Er verließ das Zimmer und ging die Treppe hinauf in ein Zimmer, welches hell erleuchtet und weihnachtsmäßig aufgeputzt war. Ein Stuhl stand dicht neben dem Kinde und man sah, daß vor kurzem jemand dagewesen war. Der arme Bob setzte sich nieder, und als er ein wenig nachgedacht und sich gefaßt hatte, küßte er das kleine, kalte Gesicht. Er war versöhnt mit dem Geschehenen und ging wieder hinunter ganz glücklich.
Sie setzten sich um das Feuer und unterhielten sich; die Mädchen und die Mutter arbeiteten fort. Bob erzählte ihnen von der außerordentlichen Freundlichkeit von Scrooges Neffen, den er kaum ein einziges Mal gesehen habe. Er habe ihn heute auf der Straße getroffen und wie er gesehen, daß er ein wenig niedergeschlagen aussähe, habe er ihn befragt, was ihn bekümmere. »Worauf,« sagte Bob, »denn er ist der leutseligste junge Herr, den ich nur kenne, ich es ihm sagte. Ich bedaure Sie herzlich, Mr. Cratchit, sagte er, und auch Ihre gute Frau. Uebrigens, wie er das wissen kann, möchte ich wissen.«
»Was soll er wissen, mein Lieber?«
»Nun, daß du eine gute Frau bist,« antwortete Bob.
»Jedermann weiß das,« sagte Peter.
»Sehr gut bemerkt, mein Junge,« rief Bob. »Ich hoffe, 's ist so. Herzlich bedaure ich, sagte er, Ihre gute Frau.

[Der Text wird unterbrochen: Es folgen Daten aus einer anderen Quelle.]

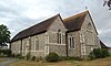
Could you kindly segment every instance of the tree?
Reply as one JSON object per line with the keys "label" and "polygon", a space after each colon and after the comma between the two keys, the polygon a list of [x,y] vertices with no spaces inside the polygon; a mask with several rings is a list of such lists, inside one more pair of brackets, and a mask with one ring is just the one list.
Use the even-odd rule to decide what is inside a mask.
{"label": "tree", "polygon": [[6,46],[10,42],[10,31],[9,29],[1,24],[0,25],[0,46]]}
{"label": "tree", "polygon": [[111,0],[104,0],[103,7],[108,4],[109,10],[111,10]]}

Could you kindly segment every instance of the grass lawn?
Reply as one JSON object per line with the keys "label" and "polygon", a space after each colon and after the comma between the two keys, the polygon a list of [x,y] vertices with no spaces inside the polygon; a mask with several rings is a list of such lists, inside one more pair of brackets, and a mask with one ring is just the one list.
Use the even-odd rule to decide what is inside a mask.
{"label": "grass lawn", "polygon": [[0,58],[0,62],[4,62],[6,59]]}
{"label": "grass lawn", "polygon": [[9,66],[111,66],[111,57],[100,58],[95,61],[63,61],[58,63],[41,63],[20,61],[9,64]]}

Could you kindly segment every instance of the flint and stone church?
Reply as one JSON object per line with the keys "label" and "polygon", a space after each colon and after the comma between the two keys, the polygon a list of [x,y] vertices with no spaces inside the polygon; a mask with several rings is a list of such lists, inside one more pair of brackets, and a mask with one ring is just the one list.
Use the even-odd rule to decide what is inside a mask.
{"label": "flint and stone church", "polygon": [[101,48],[100,40],[89,11],[62,19],[49,18],[19,32],[11,40],[12,54],[44,57],[49,53],[59,56],[88,56],[93,48]]}

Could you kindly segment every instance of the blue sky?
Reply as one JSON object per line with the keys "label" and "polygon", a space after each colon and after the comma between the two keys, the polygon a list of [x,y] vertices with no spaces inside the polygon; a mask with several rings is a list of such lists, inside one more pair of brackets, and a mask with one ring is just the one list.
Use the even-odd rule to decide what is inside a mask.
{"label": "blue sky", "polygon": [[102,4],[103,0],[0,0],[0,24],[6,24],[14,36],[57,13],[68,18],[88,7],[100,40],[111,46],[111,11]]}

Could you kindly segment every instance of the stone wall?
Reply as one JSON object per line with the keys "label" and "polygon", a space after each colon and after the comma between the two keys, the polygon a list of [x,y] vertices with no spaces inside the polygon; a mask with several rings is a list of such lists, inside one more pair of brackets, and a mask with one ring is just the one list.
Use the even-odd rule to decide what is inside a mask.
{"label": "stone wall", "polygon": [[82,40],[84,38],[84,42],[81,43],[81,45],[84,44],[84,46],[82,46],[81,48],[85,47],[84,55],[89,55],[90,52],[93,51],[93,48],[100,47],[98,33],[95,31],[94,23],[91,21],[89,14],[87,14],[84,19],[84,22],[80,31],[80,35],[83,35]]}

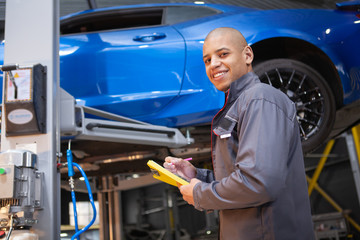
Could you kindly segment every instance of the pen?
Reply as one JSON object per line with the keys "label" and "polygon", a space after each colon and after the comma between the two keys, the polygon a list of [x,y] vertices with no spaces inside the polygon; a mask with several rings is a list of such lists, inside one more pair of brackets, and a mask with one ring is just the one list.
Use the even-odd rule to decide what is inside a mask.
{"label": "pen", "polygon": [[[183,159],[184,161],[191,161],[192,160],[192,158],[185,158],[185,159]],[[174,165],[173,163],[171,163],[171,165]]]}

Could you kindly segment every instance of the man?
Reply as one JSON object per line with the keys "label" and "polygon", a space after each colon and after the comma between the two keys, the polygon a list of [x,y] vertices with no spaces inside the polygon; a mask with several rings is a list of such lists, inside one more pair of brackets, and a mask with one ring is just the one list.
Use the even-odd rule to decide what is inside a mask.
{"label": "man", "polygon": [[294,103],[260,83],[240,32],[218,28],[204,41],[206,73],[226,102],[212,122],[214,172],[179,158],[164,166],[199,210],[219,210],[220,239],[314,239]]}

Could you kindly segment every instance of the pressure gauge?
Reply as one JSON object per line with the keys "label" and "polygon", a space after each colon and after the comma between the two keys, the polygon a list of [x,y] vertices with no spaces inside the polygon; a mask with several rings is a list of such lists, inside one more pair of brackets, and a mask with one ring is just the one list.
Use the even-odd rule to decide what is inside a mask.
{"label": "pressure gauge", "polygon": [[2,66],[7,136],[46,131],[46,68]]}

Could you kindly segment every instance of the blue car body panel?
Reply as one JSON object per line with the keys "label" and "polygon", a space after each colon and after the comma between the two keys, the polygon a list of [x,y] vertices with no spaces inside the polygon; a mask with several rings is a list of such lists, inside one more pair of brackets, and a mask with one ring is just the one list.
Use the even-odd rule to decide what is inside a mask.
{"label": "blue car body panel", "polygon": [[[112,7],[71,14],[63,20],[105,10],[180,5],[196,6]],[[75,96],[78,104],[153,124],[182,127],[209,123],[223,106],[224,94],[207,79],[203,40],[214,28],[234,27],[250,45],[293,38],[315,46],[337,70],[342,104],[360,99],[360,18],[356,12],[203,6],[218,14],[173,25],[62,36],[61,87]]]}

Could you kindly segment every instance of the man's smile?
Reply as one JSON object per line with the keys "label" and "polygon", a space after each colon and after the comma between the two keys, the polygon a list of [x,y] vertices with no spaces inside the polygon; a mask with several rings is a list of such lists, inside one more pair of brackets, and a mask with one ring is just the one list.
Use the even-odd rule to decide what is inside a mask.
{"label": "man's smile", "polygon": [[213,78],[216,79],[216,78],[220,78],[222,77],[224,74],[226,74],[227,71],[221,71],[221,72],[217,72],[215,74],[213,74]]}

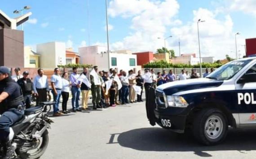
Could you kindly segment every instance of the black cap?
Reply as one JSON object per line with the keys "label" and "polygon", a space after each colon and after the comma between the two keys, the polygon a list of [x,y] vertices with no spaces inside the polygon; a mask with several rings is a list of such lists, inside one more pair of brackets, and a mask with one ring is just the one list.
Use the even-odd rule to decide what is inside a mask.
{"label": "black cap", "polygon": [[0,66],[0,73],[7,73],[9,74],[10,73],[10,70],[8,67],[5,66]]}
{"label": "black cap", "polygon": [[23,75],[29,75],[29,72],[27,71],[24,71],[24,72],[23,72]]}
{"label": "black cap", "polygon": [[21,69],[20,68],[20,67],[16,67],[14,69],[14,71],[21,71]]}

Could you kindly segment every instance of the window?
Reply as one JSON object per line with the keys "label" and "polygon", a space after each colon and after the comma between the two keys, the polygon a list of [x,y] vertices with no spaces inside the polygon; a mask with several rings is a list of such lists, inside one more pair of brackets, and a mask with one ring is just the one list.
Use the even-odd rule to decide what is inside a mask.
{"label": "window", "polygon": [[35,64],[35,60],[29,60],[29,63],[30,64]]}
{"label": "window", "polygon": [[135,66],[135,59],[130,59],[130,66]]}
{"label": "window", "polygon": [[112,66],[116,66],[116,58],[111,58],[111,65]]}
{"label": "window", "polygon": [[66,64],[67,65],[69,64],[72,64],[72,59],[66,59]]}

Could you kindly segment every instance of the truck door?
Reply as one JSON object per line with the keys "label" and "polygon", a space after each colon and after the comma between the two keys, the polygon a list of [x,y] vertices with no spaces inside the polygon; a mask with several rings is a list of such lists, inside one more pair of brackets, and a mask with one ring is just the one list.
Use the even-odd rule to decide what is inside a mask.
{"label": "truck door", "polygon": [[240,126],[256,124],[256,64],[249,68],[235,85],[237,94],[235,103],[238,110]]}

Wenn ich Ihnen auf irgend eine Weise behilflich sein kann, sagte er, indem er mir seine Karte gab, das ist meine Wohnung. Kommen Sie nur zu mir. Nun,« rief Bob, »ist es nicht gerade um deswillen, daß er etwas für uns thun könnte, sondern mehr wegen seiner herzlichen Weise, daß ich mich darüber so freute. Es schien wirklich, als hätte er unsern Tiny Tim gekannt und fühlte mit uns.«
»Er ist gewiß eine gute Seele,« sagte Mrs. Cratchit.

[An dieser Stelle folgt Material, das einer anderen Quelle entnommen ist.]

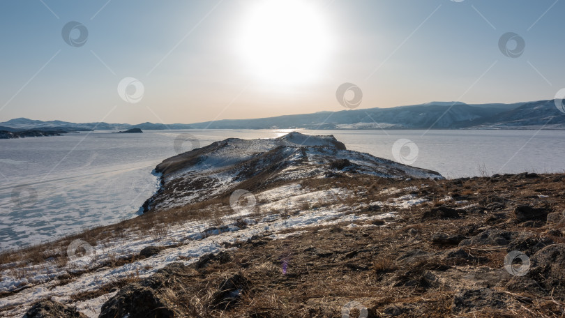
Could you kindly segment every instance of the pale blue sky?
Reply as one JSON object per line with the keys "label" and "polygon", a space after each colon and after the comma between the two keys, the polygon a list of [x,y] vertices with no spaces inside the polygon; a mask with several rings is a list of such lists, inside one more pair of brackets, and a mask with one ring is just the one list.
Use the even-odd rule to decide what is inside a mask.
{"label": "pale blue sky", "polygon": [[[322,50],[285,40],[295,59],[286,62],[316,67],[308,79],[286,68],[281,82],[273,59],[254,62],[260,46],[241,50],[250,13],[264,1],[3,1],[0,121],[172,123],[341,110],[335,93],[344,82],[363,90],[362,108],[550,99],[565,87],[565,1],[294,0],[285,2],[288,12],[306,8],[298,2],[327,41]],[[290,18],[267,19],[282,21],[278,33],[256,29],[284,37],[298,25]],[[87,29],[84,45],[63,40],[70,21]],[[499,49],[511,31],[525,43],[517,58]],[[144,87],[135,104],[117,91],[128,77]]]}

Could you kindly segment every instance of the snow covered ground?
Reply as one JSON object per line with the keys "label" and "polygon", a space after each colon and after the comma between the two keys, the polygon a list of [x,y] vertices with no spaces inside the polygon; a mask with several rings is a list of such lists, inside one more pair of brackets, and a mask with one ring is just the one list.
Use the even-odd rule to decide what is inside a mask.
{"label": "snow covered ground", "polygon": [[[417,206],[425,200],[419,199],[412,195],[400,195],[413,189],[407,188],[395,190],[398,197],[393,199],[394,204],[400,208]],[[28,278],[17,279],[10,271],[3,269],[0,280],[0,292],[17,289],[24,285],[29,288],[21,290],[11,296],[0,298],[0,312],[3,317],[21,317],[33,301],[42,298],[52,298],[76,305],[80,311],[89,317],[98,317],[102,305],[113,294],[105,294],[86,301],[73,302],[73,295],[91,292],[100,287],[128,277],[147,277],[168,264],[181,262],[185,264],[196,262],[206,253],[216,253],[229,248],[227,243],[246,241],[254,236],[266,236],[273,239],[280,239],[289,235],[299,234],[308,227],[332,224],[349,224],[349,228],[354,227],[356,223],[366,223],[362,226],[375,226],[367,221],[383,219],[393,222],[396,212],[383,213],[369,216],[360,211],[368,207],[366,204],[351,206],[340,203],[342,199],[354,195],[350,190],[343,188],[332,188],[322,190],[308,190],[299,184],[280,186],[257,193],[255,195],[257,208],[262,214],[253,214],[252,209],[239,209],[238,213],[224,218],[223,222],[227,226],[220,229],[210,229],[209,222],[187,222],[175,225],[168,228],[166,235],[158,238],[140,237],[130,233],[123,238],[112,242],[99,242],[93,248],[93,254],[71,262],[64,267],[59,267],[54,262],[35,265],[27,268]],[[342,200],[340,200],[342,199]],[[320,202],[325,206],[315,207]],[[308,209],[303,209],[309,206]],[[283,213],[292,211],[292,213]],[[357,211],[357,212],[356,212]],[[248,225],[240,228],[236,225],[236,218],[241,218]],[[281,234],[282,231],[284,234]],[[146,246],[177,245],[163,250],[151,257],[135,261],[133,263],[115,267],[101,267],[77,277],[66,285],[61,285],[56,278],[66,273],[76,272],[85,268],[97,268],[115,255],[126,257],[137,255]],[[1,308],[13,306],[13,309],[1,312]]]}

»Du würdest das noch sicherer glauben, Liebe,« antwortete Bob, »wenn du ihn sähest und mit ihm sprächest. Es sollte mich gar nicht wundern, wenn er Petern eine bessere Stelle verschaffte. Merkt euch meine Worte.«
»Nun höre nur, Peter,« sagte Mrs. Cratchit.
»Und dann,« rief eins der Mädchen, »wird sich Peter nach einer Frau umsehen.«
»Ach, sei still,« antwortete Peter lachend.
»Nun, das kann schon kommen,« sagte Bob, »aber dazu hat er noch Zeit im Ueberfluß. Aber wie und wenn wir uns auch voneinander trennen sollten, so bin ich doch überzeugt, daß keiner von uns den armen Tiny Tim, oder diese erste Trennung, welche wir erfuhren, vergessen wird.«
»Niemals, Vater,« riefen alle.
»Und ich weiß,« sagte Bob, »ich weiß, meine Lieben, wenn wir daran denken werden, wie geduldig und wie sanft er war, obgleich er nur ein kleines, kleines Kind war, werden wir nicht so leicht uns zanken und den guten Tiny Tim vergessen, wenn wir's thun.«
»Nein, niemals, Vater,« riefen sie alle.
»Ich bin sehr glücklich,« sagte Bob, »sehr glücklich.«
Mrs. Cratchit küßte ihn, seine Töchter küßten ihn, die beiden kleinen Cratchits küßten ihn und Peter und er drückten sich die Hand. Seele Tiny Tims, du warst ein Hauch von Gott.
»Geist,« sagte Scrooge, »ein Etwas sagt mir, daß wir bald scheiden werden. Ich weiß es, aber ich weiß nicht wie. Sage mir, wer es war, den wir auf dem Totenbett sahen.«
Der Geist der zukünftigen Weihnachten führte ihn wie früher – obgleich zu verschiedener Zeit, dünkte ihm, überhaupt schien in den verschiedenen letzten Gesichten keine Zeitfolge stattzufinden – an die Zusammenkunftsorte der Geschäftsleute, aber er sah sich nicht. Der Geist verweilte nirgends, sondern schwebte immer weiter, wie nach dem Ort zu, wo Scrooge die gewünschte Lösung des Rätsels finden würde, bis ihn dieser bat, einen Augenblick zu verweilen.
»Ja, dieser Hof,« sagte Scrooge, »durch den wir jetzt eilen, war einst mein Geschäft und war es lange Jahre. Ich sehe das Haus.